The multi-modal, comprehensive, handheld system utilizes AI to perform objective and quick assessments and triages of head-injured patients at the point of care, deeming them either likely CT positive (structural brain injury) or likely CT negative (no structural brain injury). It is equipped to evaluate the full spectrum of brain injury for those with mTBI, from functional abnormalities like concussions to structural injuries such as brain bleeds.

Researchers evaluated 91 patients admitted to the Jewish Hospital Washington University Medical Center ER, who each sustained closed head injuries within three days prior to their admission, with the mean time since the event being 10.8 hours. Eighty-two percent of injuries were caused either by motor vehicle collisions or falls. Patients were 18-76, and nearly all scored a 15 on the Glasgow Coma Scale. The exception was one patient with a score of 14.

All were referred for a CT scan, which was read by a site neuroradiologist and evaluated for related traumatic brain injury.

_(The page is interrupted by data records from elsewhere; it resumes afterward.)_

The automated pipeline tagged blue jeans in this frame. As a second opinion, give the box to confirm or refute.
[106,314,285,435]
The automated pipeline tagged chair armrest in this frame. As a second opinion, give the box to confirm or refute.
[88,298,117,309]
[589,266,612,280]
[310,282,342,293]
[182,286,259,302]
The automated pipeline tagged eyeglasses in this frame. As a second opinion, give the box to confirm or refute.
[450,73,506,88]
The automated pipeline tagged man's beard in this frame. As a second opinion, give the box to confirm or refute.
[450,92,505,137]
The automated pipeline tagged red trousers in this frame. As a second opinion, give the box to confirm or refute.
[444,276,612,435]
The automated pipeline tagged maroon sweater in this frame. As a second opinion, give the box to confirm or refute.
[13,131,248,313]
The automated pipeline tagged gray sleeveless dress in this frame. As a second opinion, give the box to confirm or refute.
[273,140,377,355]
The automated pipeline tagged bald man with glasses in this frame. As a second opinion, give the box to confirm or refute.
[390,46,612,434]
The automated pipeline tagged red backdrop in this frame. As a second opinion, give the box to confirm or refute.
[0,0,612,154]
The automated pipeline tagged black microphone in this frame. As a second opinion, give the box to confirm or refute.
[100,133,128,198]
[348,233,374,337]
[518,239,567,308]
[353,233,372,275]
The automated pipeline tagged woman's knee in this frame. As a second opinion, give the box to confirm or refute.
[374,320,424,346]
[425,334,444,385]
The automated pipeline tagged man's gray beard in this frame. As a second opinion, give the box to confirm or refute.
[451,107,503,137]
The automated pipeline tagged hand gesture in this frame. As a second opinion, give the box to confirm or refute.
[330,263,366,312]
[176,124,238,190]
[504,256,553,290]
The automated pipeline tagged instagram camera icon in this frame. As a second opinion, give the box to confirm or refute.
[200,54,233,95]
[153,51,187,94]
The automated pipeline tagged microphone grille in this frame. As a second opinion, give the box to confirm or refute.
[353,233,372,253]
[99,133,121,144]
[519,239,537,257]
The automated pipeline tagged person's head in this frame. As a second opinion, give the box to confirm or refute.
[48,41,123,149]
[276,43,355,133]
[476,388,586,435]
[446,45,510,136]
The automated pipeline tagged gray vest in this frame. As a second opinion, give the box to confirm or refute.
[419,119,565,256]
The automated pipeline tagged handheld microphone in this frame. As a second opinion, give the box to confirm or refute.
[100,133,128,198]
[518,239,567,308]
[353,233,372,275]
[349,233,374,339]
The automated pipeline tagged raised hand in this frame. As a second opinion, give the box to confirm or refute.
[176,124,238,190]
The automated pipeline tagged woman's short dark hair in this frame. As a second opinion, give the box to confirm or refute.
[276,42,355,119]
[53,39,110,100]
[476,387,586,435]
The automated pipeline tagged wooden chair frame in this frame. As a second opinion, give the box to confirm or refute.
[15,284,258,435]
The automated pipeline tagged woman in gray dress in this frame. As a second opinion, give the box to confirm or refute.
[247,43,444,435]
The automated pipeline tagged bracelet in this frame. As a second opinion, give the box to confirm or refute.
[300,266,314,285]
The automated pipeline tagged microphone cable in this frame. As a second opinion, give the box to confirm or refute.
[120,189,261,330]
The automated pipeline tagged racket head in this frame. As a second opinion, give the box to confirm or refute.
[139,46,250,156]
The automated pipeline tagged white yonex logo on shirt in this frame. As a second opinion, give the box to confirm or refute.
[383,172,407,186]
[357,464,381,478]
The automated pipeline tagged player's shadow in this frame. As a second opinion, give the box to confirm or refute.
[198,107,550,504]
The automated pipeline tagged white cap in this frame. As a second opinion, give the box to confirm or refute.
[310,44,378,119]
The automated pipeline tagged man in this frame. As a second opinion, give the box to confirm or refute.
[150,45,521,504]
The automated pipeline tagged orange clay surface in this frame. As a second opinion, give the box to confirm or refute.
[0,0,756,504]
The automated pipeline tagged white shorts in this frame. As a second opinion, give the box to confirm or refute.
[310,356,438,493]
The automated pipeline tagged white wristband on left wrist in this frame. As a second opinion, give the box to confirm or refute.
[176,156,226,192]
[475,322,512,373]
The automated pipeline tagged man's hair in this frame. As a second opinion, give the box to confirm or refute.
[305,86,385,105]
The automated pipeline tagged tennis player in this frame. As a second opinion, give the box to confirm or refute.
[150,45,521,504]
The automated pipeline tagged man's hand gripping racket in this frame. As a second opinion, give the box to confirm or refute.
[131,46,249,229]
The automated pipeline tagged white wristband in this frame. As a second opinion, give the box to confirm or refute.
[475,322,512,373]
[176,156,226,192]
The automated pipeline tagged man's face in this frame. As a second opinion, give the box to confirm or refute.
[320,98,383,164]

They then underwent a 5-10 minute BrainScope EEG-based structural injury classifier (SIC) evaluation using a proprietary disposable EEG headset, with the exam administered by physician assistants, nurses or technicians.

Along with avoiding unnecessary imaging and associated radiation exposure, the device reduced throughput times and was able to better triage patients who required a CT scan. It also demonstrated a rate of 100 percent sensitivity, with the decrease in unnecessary CT scans and associated radiation resulting in no false negative cases. In addition, the findings confirm the overall CT referral rate reduction results of a retrospective study published in 2017 of the data collected in the BrainScope FDA validation study.